BUILD IN STORIES TO CONVEY THE MESSAGE
The overall presentation should consist to the extent possible of a sequence of short stories. The PowerPoint slides should reflect and reinforce the storytelling.

The object should be to have a slide deck that it is easy for the audience themselves to re-use at a later time to communicate the presenter’s message to a new audience. This is achieved by building the story into the slides and making the slides as self-explanatory as possible.

There are several options here:

OPTION A: NO CHANGE TO THE SLIDES
One option is to make no change to the PowerPoint slides and introduce stories into the oral presentation. This saves one the trouble of changing the slides. But it is under-utilizing the power of PowerPoint to reinforce the story. It is also missing an opportunity to turn the slides into a prop for the audience to retell the story.
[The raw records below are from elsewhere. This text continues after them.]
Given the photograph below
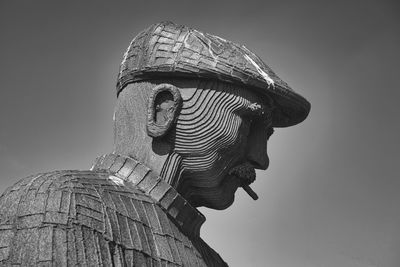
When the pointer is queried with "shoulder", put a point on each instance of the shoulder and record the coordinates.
(87, 217)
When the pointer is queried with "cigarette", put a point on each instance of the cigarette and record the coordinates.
(250, 191)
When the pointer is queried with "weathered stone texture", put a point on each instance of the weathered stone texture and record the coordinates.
(83, 217)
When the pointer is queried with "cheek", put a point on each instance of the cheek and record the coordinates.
(223, 136)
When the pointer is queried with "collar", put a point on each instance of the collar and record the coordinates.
(131, 171)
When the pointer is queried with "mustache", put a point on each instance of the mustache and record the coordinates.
(245, 172)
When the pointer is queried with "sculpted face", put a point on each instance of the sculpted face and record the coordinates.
(221, 136)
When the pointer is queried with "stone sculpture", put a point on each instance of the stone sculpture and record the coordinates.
(193, 116)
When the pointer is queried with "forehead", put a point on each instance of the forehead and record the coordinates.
(191, 87)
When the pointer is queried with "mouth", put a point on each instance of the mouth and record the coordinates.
(246, 174)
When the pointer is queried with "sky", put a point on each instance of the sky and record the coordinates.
(330, 196)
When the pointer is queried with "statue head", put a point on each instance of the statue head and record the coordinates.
(199, 110)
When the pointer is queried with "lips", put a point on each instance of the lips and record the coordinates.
(245, 172)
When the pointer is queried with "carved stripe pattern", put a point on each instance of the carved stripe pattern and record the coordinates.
(211, 137)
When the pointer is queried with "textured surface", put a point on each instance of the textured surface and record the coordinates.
(166, 49)
(84, 217)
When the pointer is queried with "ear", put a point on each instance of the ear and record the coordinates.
(164, 106)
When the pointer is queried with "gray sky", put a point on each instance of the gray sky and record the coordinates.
(330, 197)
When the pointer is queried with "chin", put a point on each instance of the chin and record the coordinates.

There is also a risk that abstract slides start an adversarial argument with the audience that the oral stories don’t rescue.

OPTION #B: ADD THE WRITTEN STORIES TO THE POWERPOINT:
If the story is very short, such as the Zambia story shown in Annex 1, it may be possible to encapsulate in a single slide e.g. see the slide that I use for a story about Zambia in Annex 1.

OPTION #C: TURN THE STORY INTO A COMIC BOOK STORY:
For a slightly longer story, it may be possible to depict each successive scene in the story with a slide, so that the slides look like a comic book version of the story.

TURN ALL FACTS, FIGURES AND ARGUMENTS INTO STORIES
Personalize the data by embedding it in a short story that reflects the point being made. Instead of “40% of housewives use this product,” find an archetypal housewife, (Let’s call her Jane) and explain how and why Jane uses the product, followed by the conclusion that people like Jane constitute 40% of the population.

Instead of “customers find the store is more helpful to their shopping needs”

Say: “Anne Haines, a mother of two in Boise Iowa finds the store to meet her needs in furnishing her house.” Stories personalize the point and make it more vivid.

USE VISUAL HUMOR (CAREFULLY)
Visual humor can accelerate the pace of the presentation. Archetypal situations can be reflected in images. Be careful not to pick on victims. Making fun of oneself is often the safest kind of humor.

USE THE SLIDES TO HAVE A MEANINGFUL DISCUSSION.
Remember that the slides are merely scaffolding to launch a dialogue, not an end in themselves. If the slides are getting in the way of dialogue, scrap the slides.

References:

Cliff Atkinson: Beyond Bullet Points: Using Microsoft PowerPoint to Create Presentations That Inform, Motivate, and Inspire (Microsoft Press, 2005).